In contrast, ascites caused by peritoneal inflammation or cancer does not respond to the administration of diuretics or other remedies such as a salt-free diet.
Treatment can be attempted without hospitalization. However, hospitalization may be necessary in three situations:
1. to clarify the cause of liver disease;
2. to educate the patient on how to prepare a diet with limited salt content;
3. for careful monitoring of laboratory values of creatinine, urea nitrogen and electrolytes in blood and urine.
In hospitals, the control of body weight and fluid balance, i.e. supply and export of fluids, are important. Fluid restriction is only required if the sodium concentration in the blood is below 120 mmol/l.
It is important to achieve the balance of sodium, which can be approximated by imports (food intake, sodium medicines and infusion solutions) and export via urine.
A negative balance of sodium is a sign of budding weight loss.

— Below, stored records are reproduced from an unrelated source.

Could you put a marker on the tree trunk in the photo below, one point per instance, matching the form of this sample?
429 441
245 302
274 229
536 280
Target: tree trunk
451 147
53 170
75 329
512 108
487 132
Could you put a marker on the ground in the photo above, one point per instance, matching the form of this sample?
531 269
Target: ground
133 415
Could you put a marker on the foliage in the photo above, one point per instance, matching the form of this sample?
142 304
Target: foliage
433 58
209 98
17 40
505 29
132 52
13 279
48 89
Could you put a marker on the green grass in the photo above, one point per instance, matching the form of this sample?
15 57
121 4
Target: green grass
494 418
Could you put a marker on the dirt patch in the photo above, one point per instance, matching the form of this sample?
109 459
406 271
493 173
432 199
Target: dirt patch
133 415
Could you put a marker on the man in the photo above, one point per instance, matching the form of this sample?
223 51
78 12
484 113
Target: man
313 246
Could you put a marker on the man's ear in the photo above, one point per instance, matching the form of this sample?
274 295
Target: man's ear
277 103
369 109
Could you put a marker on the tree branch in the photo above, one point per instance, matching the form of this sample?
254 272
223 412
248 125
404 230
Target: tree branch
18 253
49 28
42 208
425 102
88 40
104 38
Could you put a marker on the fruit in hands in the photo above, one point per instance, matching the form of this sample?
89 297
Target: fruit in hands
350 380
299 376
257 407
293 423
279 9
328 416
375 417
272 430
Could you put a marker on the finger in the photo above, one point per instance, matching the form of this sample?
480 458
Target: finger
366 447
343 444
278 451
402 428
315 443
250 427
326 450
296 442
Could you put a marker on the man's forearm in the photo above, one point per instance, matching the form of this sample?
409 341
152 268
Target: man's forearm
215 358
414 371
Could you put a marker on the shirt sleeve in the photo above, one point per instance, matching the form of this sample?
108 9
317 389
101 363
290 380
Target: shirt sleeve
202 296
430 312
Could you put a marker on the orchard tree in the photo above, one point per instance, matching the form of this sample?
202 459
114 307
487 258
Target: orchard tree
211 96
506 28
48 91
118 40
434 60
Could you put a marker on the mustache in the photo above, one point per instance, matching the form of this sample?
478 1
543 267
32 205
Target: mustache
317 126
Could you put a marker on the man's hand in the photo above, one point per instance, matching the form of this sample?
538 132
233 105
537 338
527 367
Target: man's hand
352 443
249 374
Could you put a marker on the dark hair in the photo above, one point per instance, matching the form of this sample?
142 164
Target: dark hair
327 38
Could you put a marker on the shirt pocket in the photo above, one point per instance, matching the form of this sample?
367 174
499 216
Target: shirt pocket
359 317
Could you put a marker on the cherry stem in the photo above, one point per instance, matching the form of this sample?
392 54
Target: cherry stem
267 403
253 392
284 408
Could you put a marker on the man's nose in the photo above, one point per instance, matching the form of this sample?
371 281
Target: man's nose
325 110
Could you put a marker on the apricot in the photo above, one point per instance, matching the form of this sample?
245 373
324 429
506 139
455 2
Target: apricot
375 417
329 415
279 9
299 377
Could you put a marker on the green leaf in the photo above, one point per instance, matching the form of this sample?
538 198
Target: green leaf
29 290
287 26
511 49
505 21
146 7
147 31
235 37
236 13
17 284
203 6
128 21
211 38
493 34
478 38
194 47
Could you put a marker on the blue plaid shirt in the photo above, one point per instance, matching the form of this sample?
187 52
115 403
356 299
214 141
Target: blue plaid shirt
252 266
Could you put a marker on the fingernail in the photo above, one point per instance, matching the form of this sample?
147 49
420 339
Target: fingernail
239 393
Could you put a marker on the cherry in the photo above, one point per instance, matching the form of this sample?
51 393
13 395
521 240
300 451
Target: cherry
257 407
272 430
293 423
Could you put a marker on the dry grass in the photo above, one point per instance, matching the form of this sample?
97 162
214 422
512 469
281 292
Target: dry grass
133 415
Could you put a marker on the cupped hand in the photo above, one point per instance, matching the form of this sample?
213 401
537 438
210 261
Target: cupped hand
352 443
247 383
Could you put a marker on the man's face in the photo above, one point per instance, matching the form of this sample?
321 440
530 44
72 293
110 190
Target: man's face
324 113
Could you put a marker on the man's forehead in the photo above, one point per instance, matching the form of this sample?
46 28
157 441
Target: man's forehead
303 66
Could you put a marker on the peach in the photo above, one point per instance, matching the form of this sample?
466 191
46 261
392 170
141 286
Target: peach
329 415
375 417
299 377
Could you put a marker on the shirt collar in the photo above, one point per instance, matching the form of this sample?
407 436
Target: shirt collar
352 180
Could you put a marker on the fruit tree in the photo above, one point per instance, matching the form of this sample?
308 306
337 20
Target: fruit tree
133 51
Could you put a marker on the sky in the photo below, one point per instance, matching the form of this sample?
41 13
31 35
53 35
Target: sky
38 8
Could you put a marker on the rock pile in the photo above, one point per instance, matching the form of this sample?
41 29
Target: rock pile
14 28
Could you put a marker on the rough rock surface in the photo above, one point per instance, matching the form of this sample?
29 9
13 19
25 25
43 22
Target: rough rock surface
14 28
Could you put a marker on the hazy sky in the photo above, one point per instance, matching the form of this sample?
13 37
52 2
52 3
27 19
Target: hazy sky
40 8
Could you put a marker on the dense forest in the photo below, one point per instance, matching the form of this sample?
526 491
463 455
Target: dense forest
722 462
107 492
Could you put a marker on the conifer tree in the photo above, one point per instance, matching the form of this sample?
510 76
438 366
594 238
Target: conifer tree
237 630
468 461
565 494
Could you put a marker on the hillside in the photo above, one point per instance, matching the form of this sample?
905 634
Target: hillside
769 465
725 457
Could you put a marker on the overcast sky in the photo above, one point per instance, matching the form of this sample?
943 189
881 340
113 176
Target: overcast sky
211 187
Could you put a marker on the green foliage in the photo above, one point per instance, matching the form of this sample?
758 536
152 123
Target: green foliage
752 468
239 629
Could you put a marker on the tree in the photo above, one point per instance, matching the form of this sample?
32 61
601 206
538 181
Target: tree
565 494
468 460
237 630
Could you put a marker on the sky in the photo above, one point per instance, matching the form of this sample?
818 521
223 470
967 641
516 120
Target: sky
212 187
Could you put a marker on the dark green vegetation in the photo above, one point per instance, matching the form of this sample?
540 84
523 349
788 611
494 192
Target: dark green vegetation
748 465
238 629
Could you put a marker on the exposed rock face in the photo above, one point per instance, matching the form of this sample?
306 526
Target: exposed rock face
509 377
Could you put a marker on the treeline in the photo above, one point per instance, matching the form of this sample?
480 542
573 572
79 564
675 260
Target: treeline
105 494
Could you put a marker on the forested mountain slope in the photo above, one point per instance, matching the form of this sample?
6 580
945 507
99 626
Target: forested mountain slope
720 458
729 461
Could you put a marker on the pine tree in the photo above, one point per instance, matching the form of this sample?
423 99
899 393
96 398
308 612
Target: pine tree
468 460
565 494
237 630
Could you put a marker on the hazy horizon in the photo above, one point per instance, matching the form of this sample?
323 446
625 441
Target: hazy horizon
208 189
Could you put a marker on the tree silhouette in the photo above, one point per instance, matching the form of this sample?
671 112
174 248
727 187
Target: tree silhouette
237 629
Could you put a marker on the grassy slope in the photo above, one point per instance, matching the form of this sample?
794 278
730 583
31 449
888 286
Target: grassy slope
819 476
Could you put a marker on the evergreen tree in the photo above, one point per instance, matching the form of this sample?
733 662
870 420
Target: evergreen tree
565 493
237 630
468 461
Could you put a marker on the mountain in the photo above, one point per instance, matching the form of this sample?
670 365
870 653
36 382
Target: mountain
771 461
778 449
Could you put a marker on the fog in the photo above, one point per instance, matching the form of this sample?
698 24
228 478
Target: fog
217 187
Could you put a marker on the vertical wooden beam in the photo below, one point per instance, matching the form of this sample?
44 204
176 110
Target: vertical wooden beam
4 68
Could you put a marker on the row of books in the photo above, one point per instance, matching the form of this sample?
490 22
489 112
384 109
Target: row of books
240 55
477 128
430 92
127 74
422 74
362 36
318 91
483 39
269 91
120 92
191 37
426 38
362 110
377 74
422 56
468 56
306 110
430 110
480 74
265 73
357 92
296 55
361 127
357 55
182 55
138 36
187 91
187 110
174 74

The goal to aim for a patient without peripheral edema is a negative balance of sodium with a weight loss of 0.5 kg per day.
Medication for ascites
Most patients with cirrhosis of the liver and ascites respond to diuretics and dietary restriction of sodium.
The combination of spironolactone and furosemide is most effective for a rapid decrease in ascite.
The starting dose is 100 mg spironolactone and 40 mg furosemide, taken together in the morning.
If there is no decrease in body weight or increase in urinary output after two or three days, the dose of both drugs must be increased.
The amounts can be increased up to 400 mg spironolactone and 160 mg furosemide per day.
Only 10% of patients do not respond to this therapy (diuretics and sodium restriction in the diet).
Patients who respond to this therapy of ascites do not need anything else as long as it remains effective.
Diuretic-resistant ascites The treatment options for drug-resistant ascites
- Therapeutic paracentesis Paracentesis
up to 1 liter of fluid can bring relief from shortness of breath caused by the tension associated with high-grade ascites.
The release of higher volumes and the complete paracentesis (largest volume known to date 22.5 l) is discussed.
Some authors suggest that intravenous substitution of 10 g of albumin per liter of drained ascites fluid prevents a reduction in plasma volume and certain irregularities in electrolytes and creatinine.
- Intrahepatic portosystemic transjugular shunt. This is a medical procedure that creates an artificial channel to connect the portal vein to the hepatic vein.
patients with cirrhosis of the liver who develop ascites have a mortality rate of 50% in 3 years; those with refractory ascites have a 1-year survival rate of less than 50%.
For most cirrhosis patients, therapeutic paracentesis and changing their diet without liver transplantation means an improvement in their quality of life, but survival is not improved in the long run.
Malignant ascites indicates the spread of the disease and an infaust prognosis.